Chiaiolella curves along the southern hook of Procida, a crescent of fine sand sheltered by the low harbor walls and volcanic headlands. The beach faces southwest, catching afternoon light that turns the shallows translucent, every ripple in the sand visible beneath your knees. Behind you, the village houses stack in their signature palette—burnt sienna, sulfur yellow, faded pink—each building wearing its plaster like weathered linen. Wooden fishing boats rest on their keels at the tide line, names painted in careful script across peeling bows.
“Procida's most accessible strand delivers front-row seats to Ischia's volcanic profile and the Gulf's most reliable sunsets.”
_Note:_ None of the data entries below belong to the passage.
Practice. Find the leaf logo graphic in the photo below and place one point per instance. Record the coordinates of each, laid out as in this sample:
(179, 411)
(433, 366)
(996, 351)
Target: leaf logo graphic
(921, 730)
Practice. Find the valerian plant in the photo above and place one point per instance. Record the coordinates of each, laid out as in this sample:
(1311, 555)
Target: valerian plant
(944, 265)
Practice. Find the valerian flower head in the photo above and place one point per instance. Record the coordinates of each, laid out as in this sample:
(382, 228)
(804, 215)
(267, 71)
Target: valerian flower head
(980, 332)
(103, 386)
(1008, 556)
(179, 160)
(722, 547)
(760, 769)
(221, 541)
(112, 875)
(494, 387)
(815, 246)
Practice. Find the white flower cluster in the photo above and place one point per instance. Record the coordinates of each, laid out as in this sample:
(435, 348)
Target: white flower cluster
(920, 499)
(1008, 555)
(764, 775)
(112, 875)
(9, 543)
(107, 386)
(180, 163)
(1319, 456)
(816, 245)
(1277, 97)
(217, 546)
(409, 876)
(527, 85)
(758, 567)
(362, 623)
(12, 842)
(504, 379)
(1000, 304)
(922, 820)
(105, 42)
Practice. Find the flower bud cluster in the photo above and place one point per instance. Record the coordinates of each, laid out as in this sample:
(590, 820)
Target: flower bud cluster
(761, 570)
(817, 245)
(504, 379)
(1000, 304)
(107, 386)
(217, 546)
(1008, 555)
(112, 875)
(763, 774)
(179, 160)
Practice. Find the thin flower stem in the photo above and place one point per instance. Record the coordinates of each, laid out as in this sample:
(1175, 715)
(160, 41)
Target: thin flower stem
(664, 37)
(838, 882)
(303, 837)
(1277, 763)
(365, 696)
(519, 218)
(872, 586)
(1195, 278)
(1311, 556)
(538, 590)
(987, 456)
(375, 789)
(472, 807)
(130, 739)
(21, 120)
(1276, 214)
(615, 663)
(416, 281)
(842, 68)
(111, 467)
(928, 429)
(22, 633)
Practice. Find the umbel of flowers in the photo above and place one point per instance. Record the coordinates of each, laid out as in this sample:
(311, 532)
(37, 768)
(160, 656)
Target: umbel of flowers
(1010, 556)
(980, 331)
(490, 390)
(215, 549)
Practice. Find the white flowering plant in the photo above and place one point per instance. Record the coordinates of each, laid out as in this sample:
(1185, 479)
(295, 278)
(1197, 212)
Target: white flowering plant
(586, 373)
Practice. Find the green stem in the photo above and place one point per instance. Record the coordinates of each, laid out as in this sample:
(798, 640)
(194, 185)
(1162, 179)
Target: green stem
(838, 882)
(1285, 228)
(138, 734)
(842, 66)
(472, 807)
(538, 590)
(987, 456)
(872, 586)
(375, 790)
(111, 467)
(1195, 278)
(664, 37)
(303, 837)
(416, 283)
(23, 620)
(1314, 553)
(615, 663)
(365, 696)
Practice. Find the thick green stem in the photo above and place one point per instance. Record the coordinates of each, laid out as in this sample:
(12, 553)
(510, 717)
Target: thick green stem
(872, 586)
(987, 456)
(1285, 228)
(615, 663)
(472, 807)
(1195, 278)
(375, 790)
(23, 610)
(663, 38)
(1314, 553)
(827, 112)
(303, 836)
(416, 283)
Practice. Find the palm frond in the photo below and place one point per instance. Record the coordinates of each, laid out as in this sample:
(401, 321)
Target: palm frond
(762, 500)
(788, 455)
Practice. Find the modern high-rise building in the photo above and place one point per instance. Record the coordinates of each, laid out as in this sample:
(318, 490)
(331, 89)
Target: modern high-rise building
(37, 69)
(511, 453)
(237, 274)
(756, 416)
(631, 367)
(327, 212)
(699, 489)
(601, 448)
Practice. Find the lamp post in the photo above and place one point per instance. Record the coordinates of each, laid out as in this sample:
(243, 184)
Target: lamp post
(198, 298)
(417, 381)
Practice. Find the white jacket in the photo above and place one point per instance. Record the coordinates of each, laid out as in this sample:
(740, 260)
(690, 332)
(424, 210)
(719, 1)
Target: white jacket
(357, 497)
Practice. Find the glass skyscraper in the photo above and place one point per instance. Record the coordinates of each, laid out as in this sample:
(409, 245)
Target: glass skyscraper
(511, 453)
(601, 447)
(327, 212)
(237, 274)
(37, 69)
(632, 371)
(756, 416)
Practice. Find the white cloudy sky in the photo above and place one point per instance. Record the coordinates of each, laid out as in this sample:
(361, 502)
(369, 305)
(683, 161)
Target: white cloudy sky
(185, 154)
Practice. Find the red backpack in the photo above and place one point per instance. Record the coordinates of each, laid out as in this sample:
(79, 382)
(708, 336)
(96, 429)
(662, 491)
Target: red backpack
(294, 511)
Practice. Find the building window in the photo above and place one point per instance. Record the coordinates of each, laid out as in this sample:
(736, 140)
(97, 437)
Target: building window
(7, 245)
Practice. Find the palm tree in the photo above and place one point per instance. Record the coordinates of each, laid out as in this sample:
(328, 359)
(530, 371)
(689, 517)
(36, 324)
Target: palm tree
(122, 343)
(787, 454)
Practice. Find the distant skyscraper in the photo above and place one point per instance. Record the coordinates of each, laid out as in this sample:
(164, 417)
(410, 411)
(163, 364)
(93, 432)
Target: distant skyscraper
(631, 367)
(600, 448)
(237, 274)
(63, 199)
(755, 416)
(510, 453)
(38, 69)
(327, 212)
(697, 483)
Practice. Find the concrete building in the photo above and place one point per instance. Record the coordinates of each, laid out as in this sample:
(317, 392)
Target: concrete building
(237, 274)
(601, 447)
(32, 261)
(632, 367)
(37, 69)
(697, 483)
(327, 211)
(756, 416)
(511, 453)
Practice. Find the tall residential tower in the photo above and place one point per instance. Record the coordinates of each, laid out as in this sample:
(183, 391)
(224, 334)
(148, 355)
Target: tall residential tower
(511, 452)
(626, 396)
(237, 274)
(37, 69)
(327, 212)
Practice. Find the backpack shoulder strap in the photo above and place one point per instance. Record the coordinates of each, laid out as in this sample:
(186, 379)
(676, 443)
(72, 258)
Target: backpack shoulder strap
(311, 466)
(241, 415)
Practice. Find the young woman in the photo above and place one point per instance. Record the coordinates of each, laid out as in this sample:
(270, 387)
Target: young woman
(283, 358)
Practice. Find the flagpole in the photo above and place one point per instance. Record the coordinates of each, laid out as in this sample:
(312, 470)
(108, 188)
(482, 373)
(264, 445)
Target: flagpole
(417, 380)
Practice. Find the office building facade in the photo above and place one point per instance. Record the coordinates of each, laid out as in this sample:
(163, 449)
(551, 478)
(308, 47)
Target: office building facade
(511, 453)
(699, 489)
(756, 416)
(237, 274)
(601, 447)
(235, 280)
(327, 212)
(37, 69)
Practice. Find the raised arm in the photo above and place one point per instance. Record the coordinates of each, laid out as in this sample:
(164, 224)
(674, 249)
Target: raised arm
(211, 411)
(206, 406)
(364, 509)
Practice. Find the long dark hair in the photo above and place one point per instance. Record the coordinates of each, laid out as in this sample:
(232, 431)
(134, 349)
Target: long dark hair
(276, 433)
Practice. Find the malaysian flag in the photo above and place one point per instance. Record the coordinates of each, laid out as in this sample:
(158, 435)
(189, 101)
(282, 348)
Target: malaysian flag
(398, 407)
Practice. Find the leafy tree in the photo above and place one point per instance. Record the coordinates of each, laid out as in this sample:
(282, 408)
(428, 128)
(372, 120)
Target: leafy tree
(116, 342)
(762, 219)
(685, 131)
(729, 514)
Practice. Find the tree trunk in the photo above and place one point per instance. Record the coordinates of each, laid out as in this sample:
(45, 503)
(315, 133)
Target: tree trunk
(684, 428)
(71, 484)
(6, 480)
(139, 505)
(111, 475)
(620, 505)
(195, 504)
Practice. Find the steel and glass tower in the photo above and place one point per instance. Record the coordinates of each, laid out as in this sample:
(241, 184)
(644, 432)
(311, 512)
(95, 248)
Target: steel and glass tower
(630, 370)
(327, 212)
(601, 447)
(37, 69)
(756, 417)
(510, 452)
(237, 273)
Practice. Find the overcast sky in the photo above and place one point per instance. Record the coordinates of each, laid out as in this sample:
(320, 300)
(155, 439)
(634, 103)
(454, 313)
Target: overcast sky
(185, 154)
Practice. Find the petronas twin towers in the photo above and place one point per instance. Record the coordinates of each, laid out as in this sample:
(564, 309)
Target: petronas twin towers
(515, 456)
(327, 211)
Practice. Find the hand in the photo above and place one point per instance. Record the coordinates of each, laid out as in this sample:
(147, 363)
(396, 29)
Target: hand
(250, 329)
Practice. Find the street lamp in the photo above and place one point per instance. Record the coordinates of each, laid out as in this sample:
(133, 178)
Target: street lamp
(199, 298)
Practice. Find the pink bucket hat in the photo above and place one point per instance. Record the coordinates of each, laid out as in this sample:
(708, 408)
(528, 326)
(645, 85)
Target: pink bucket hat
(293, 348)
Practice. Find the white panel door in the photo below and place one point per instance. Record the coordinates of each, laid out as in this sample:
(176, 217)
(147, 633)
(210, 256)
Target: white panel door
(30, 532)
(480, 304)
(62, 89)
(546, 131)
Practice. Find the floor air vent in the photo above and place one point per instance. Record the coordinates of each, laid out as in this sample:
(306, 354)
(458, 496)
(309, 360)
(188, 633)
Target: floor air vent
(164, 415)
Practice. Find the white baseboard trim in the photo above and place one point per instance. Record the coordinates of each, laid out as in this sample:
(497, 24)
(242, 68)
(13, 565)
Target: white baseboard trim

a group of people sitting on a bench in a town
The water here lacks the Caribbean intensity of Capri's grottoes but offers something gentler: a gradual slope into the Tyrrhenian, safe enough for grandmothers and toddlers to share the same swimming zone. You'll wade out thirty meters before the water reaches your chest, the sand firm and cool underfoot, occasional patches of posidonia grass swaying in the current. The stabilimenti cluster at the beach's center, their loungers and umbrellas regimented as soldiers, while the free-beach zones sprawl to either side, towels staked out by noon in July and August.
Sunset claims Chiaiolella's real reputation. You'll watch Ischia's silhouette turn ink-black against a sky layered in apricot, rose, and violet, the strait between the islands smoothing to pewter. Couples wade into the shallows for photographs, the light forgiving and warm. By the time stars appear above Monte Epomeo, the beach bars have lit their strings of bulbs, aperitivo hour blending seamlessly into the night.